While Mr. Partridge calls COPs a “win-win,” they have been challenged by at least a half-dozen county grand juries in California.

Tax watchdogs complain that COPs are a slick way for bureaucrats to avoid the voters in racking up public debt. But the most the civil grand juries have done is request more disclosure from the government officials who issue COPs.

“The attorney general and bond counsel have to sign off,” Mr. Partridge said of Arizona’s COPs. “They would not be doing so if it was not constitutional.”

Flying Under Debt Caps


Still, COPs posing as lease arrangements do circumvent Arizona’s constitutional limit on general-obligation bonding and the requirement for voter approval of revenue bonds.

Timothy Blake, senior analyst for Moody’s Investor Service, said, “A lease obligation is technically not long-term debt because there is this annual decision whether to fund it or not. They can fly under debt caps and spending limits.”

But Arizona’s COPs aren’t sailing quite as smoothly as they once did. While lawmakers struggle with a $300 million general fund deficit this fiscal year and a $1 billion shortage for fiscal 2004, Standard & Poor and Moody’s Investors Service both have dimmed their outlook for COPs investors from “stable” to “negative.”

That means Arizona’s AA-minus rating could slip. Not that investors should worry. “The ones that we rate don’t default,” analyst Mr. Blake said.

To make sure they would not default and to boost the market for $400 million worth of COPs in January, the School Facilities Board purchased insurance for the issue.

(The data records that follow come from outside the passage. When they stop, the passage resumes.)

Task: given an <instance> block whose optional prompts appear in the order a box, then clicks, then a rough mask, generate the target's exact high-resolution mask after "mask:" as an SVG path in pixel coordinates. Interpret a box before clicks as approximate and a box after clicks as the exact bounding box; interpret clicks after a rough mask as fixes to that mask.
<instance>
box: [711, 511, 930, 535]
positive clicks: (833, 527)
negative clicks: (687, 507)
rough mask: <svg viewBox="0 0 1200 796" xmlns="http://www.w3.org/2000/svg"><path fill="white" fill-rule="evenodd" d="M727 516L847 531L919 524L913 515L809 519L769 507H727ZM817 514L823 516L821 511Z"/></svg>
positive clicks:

The rating automatically rose to AAA and the resulting cost is about 4 per cent to finance construction of 49 schools across Arizona.
The rate is probably a quarter-percentage point higher than bonds would cost because investors have to settle for school buildings as collateral rather than the “full faith and credit” of a government that issues bonds and convinces its voters to provide the revenue to service them.

Voter Approval Not Required


But no voter approval is required for COPs because they are not considered to be the kind of long-term debt that is restricted by the Arizona Constitution.

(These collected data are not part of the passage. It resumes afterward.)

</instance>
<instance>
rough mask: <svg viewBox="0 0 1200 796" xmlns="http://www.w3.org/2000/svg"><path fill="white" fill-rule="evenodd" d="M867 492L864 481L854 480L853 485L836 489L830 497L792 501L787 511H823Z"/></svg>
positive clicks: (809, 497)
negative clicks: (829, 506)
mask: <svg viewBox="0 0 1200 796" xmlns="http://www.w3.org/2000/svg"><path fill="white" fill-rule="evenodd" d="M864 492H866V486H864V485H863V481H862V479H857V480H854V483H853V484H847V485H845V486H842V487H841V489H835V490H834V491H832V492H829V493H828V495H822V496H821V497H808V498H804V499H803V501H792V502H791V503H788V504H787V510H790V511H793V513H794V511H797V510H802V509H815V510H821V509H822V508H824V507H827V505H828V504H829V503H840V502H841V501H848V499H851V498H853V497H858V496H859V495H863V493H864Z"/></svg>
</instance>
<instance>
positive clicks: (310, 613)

“It gives the Legislature a lot of comfort,” School Facilities Board finance chief John Arnold said. “They can say, ‘We did this without debt.’ “

But the Legislature must fund the lease-to-own payments every year or face the political calamity of closing schools and turning over the keys to a trustee for the COP holders.

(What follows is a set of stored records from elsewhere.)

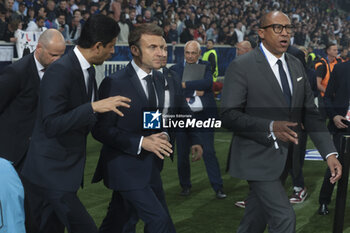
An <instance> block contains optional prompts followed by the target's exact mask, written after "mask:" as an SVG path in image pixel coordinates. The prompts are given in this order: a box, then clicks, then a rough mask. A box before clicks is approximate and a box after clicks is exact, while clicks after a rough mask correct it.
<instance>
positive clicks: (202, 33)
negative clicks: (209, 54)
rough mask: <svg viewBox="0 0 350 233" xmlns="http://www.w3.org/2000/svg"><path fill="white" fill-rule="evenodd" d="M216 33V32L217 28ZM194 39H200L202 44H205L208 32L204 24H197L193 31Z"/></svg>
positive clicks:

Mr. Arnold plans an additional $250 million COP issue to build 30 more schools this fall. And as the state continues its pace among the fastest growing in the nation, more schools will be needed in fiscal 2004 and beyond.

Annual debt service could ramp up to $60 million, then $80 million in fiscal 2005, and $100 million a year later, officials said.

“Some people have said there needs to be a dedicated tax source,” Mr. Arnold said. “I don’t think there’s any way around additional tax dollars.”

Kevin McCarthy, director of the Arizona Tax Research Association, a tax watchdog, agrees. “The truth is that debt is debt and the impact on taxpayers is the same,” Mr. McCarthy said. “Running up debt through COPs just sidesteps the public debate.”

COPs and other lease-purchase and third-party contracts have been used by more than 300 government agencies at all levels in Arizona to pile up nearly $1.5 billion in debt, the Department of Revenue reported in December. Total debt for Arizona governments is about $20 billion.

Lawmakers ran head-on into COPs and other entanglements last month when they tried to raise quick cash by selling or leasing state property. They were frustrated to find that many state buildings are “owned” by COP-holders until the state pays off leases that can run 20 years and more.

Other buildings, such as university dormitories, that are not encumbered by COPs are pledged to help support revenue bonds.

But Chris Herstam, a former legislator and now chairman-elect of the State Board of Regents, defends COPs. He said they were used to bail the administration of Governor Fife Symington out of the ENSCO crisis in 1991.

“Lease-back arrangements have worked well for the state,” Mr. Herstam said. “Without that funding mechanism, the state would have been paralyzed in the past few years with regard to construction. I know of no abuse, which further fuels my confidence in COPs.”